Preconditioning with the optimization of the culture conditions may be a key strategy to improve the MSCs function both in vitro and in vivo. Therefore, the overall effect of these procedures can contribute to improve the efficacy of MSCs transplantation in both regenerative medicine and tissue engineering [20,39].

In particular, hypoxic preconditioning is widely studied. Hypoxia, through the expression of hypoxia inducible factor-1 (HIF-1), can regulate signal transduction and several cellular processes. HIF-1 is a heterodimeric α/β protein composed of constitutively expressed aryl hydrocarbon receptor nuclear translocator (ARNT) and the hypoxic response factor HIF-1α regulated by cellular oxygen concentration [40]. Hypoxia plays an important role in physiological processes. In particular, low levels of oxygen have proved to be involved in embryogenesis as signaling processes that regulate the proliferation and differentiation of SCs [41,42]. Indeed, changes in oxygen levels have been shown to be key factors for the generation of new neurons during neurogenesis [43].

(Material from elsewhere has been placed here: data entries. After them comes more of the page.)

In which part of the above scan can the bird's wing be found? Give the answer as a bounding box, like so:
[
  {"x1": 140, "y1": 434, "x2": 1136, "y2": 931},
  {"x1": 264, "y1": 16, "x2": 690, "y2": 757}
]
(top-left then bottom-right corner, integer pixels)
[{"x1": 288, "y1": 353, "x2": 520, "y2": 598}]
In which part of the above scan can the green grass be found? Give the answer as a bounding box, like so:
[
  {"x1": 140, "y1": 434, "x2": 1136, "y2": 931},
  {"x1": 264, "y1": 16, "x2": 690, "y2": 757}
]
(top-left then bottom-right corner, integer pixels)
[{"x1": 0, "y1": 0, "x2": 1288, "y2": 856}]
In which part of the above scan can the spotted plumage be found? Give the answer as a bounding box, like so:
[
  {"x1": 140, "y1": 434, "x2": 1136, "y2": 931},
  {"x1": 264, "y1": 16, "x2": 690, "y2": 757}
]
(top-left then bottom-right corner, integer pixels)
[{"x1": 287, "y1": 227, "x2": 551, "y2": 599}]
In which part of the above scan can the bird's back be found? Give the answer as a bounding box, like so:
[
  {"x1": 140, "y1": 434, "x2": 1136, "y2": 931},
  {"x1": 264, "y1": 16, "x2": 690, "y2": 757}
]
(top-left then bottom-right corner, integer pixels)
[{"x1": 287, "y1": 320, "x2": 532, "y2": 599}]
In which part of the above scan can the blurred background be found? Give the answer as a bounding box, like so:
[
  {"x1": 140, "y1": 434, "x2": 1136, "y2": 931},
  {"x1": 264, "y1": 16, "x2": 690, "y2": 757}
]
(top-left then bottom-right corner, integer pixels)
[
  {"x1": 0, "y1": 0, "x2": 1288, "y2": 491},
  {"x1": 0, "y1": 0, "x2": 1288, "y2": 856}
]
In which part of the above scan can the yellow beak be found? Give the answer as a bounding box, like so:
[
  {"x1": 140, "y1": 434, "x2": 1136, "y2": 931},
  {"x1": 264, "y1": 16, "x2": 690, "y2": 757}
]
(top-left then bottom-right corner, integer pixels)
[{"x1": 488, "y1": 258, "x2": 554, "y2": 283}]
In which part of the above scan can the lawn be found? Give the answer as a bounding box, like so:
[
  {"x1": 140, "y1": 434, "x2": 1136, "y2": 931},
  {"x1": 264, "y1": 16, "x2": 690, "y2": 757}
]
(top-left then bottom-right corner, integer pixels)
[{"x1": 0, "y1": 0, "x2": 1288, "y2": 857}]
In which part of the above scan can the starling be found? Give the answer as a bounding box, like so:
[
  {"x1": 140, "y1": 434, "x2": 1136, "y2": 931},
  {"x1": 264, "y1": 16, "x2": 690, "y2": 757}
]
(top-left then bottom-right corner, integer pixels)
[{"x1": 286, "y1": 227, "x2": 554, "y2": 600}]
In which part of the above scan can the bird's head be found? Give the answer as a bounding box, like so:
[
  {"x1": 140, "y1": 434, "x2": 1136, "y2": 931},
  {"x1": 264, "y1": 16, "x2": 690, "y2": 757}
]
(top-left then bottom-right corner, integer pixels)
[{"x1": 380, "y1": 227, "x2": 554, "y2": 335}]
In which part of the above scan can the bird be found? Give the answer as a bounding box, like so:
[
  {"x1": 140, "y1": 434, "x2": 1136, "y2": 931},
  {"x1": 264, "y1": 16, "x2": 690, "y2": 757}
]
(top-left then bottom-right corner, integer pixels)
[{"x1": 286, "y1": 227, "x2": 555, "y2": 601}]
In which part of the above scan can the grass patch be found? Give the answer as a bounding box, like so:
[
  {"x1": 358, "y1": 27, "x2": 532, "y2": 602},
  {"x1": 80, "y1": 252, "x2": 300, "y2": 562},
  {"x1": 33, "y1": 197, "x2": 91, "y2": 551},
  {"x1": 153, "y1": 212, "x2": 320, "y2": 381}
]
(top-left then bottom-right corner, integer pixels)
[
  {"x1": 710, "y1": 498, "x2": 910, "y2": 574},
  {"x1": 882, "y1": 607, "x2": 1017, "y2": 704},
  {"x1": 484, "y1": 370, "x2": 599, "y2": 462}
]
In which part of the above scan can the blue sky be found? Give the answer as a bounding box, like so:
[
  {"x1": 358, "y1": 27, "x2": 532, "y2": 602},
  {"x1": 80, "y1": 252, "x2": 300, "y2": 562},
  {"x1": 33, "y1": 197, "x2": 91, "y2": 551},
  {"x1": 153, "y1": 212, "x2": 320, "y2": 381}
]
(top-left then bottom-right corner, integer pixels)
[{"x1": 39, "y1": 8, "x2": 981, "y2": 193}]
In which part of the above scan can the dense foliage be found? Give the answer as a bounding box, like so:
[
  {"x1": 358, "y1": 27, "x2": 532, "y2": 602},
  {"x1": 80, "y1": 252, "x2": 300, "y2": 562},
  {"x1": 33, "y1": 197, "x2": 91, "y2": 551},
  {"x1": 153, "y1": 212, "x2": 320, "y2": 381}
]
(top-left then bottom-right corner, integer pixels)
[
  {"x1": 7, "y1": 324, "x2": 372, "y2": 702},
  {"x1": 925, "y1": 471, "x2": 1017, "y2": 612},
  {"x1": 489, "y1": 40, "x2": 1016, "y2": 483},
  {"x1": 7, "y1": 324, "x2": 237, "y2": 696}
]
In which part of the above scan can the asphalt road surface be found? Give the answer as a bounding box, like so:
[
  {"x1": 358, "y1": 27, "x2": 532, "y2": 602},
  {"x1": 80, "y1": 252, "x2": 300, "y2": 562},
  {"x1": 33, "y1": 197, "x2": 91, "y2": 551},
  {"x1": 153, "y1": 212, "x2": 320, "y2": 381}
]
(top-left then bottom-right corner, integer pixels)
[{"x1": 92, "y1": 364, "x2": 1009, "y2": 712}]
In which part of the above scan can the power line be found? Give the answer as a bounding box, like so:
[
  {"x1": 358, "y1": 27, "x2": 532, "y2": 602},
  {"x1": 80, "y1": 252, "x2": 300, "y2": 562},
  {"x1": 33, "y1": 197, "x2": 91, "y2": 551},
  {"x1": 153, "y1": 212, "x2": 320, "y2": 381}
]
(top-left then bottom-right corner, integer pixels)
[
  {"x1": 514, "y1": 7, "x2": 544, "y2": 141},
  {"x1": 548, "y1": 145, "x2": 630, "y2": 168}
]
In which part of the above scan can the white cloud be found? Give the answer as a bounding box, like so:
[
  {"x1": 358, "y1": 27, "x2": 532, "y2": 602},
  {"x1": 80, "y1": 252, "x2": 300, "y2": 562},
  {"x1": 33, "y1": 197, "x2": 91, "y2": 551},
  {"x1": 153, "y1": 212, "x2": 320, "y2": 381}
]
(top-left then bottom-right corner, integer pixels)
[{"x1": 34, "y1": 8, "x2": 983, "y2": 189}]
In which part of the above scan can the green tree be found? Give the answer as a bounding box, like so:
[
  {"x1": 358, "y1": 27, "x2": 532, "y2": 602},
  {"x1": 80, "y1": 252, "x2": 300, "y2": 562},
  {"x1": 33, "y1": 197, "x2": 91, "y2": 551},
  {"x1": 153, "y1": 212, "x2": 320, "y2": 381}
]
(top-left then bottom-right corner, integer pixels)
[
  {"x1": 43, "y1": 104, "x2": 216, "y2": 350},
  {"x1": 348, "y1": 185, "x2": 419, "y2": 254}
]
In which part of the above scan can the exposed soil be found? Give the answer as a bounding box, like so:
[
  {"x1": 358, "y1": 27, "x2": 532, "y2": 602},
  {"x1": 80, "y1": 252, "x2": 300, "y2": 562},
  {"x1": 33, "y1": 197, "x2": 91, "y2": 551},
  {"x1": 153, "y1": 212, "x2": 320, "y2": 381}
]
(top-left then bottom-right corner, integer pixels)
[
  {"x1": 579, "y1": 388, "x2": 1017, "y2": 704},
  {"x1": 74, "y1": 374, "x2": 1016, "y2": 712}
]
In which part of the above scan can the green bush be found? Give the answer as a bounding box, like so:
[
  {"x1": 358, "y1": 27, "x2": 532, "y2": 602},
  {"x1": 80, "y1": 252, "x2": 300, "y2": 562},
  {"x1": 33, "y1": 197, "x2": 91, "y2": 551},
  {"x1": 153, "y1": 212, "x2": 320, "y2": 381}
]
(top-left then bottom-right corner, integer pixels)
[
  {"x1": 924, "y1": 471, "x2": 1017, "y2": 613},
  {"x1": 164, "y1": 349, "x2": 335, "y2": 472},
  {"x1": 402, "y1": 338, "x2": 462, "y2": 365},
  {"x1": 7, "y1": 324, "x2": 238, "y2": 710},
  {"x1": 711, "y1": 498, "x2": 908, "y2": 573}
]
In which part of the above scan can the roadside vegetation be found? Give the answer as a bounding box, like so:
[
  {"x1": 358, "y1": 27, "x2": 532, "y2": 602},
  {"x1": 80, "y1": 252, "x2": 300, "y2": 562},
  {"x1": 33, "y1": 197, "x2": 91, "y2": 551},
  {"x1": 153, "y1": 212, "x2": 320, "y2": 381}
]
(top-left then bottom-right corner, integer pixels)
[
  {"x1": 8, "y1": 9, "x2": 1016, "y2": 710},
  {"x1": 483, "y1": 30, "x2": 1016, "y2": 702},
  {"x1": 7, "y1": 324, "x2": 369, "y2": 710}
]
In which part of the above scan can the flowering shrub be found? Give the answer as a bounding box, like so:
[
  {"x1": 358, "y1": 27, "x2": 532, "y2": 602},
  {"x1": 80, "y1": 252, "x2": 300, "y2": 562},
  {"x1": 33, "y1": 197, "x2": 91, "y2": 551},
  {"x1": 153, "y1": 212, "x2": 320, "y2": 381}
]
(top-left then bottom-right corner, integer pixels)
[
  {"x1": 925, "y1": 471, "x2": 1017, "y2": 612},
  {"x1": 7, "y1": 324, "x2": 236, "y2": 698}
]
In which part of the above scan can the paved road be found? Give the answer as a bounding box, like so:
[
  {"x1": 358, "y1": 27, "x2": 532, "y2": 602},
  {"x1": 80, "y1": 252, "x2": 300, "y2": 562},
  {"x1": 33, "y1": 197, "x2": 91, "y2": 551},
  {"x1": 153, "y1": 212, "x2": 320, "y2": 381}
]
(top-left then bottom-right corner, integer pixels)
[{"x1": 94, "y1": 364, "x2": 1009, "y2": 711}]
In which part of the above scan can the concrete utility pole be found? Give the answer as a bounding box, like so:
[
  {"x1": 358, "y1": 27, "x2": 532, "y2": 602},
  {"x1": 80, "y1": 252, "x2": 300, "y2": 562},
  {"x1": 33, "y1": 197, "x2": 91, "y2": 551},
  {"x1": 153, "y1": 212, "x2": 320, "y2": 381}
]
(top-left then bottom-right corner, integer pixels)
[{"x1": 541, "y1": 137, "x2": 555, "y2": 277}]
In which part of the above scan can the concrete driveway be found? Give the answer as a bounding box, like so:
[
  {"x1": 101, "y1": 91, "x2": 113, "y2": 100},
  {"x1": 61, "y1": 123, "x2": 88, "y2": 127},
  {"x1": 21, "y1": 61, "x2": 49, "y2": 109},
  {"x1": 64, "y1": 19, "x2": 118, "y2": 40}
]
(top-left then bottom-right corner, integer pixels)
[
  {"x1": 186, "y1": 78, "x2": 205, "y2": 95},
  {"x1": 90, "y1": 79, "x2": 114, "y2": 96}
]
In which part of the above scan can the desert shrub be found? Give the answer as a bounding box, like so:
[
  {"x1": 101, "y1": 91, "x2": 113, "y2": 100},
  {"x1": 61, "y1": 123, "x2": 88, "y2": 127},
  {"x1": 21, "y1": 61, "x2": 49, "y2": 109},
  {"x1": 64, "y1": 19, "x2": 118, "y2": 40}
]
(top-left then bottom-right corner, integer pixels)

3. The Effects of MSCs Preconditioning in ND Experimental Studies

Several preclinical studies performed both in vitro and in vivo reported the effects of preconditioned MSCs as a potential therapeutic application for the treatment of ND.

3.1. MSCs Preconditioning with Hypoxia

3.1.1. MSCs Preconditioning with Hypoxia in In Vitro Studies

Hypoxic preconditioning was among the most investigated. In particular, different works evaluated its effects on MSCs differentiation and survival. Hypoxic preconditioning increased the size and number of neurospheres generated from BM-MSCs. This effect depended on epidermal growth factor (EGF), and, indeed, the inhibition of the EGF receptor attenuated the effects. However, hypoxia did not influence the capacity of neurospheres to generate neuron- or glia-like precursors. Interestingly, human Schwann cell-like cells obtained from hypoxia-treated BM-MSCs showed the ability to induce myelination in vitro [44].

Theus et al. evaluated the effects of hypoxic preconditioning in embryonic stem (ES) cell-derived neural progenitor cells (ES-NPCs) and BM-MSCs. The results of the in vitro study showed that sublethal hypoxia pretreatment protected against apoptosis of ES and BM-MSCs. Additionally, B cell lymphoma 2 (bcl-2), HIF-1α, erythropoietin (EPO) and EPO receptor were upregulated [45].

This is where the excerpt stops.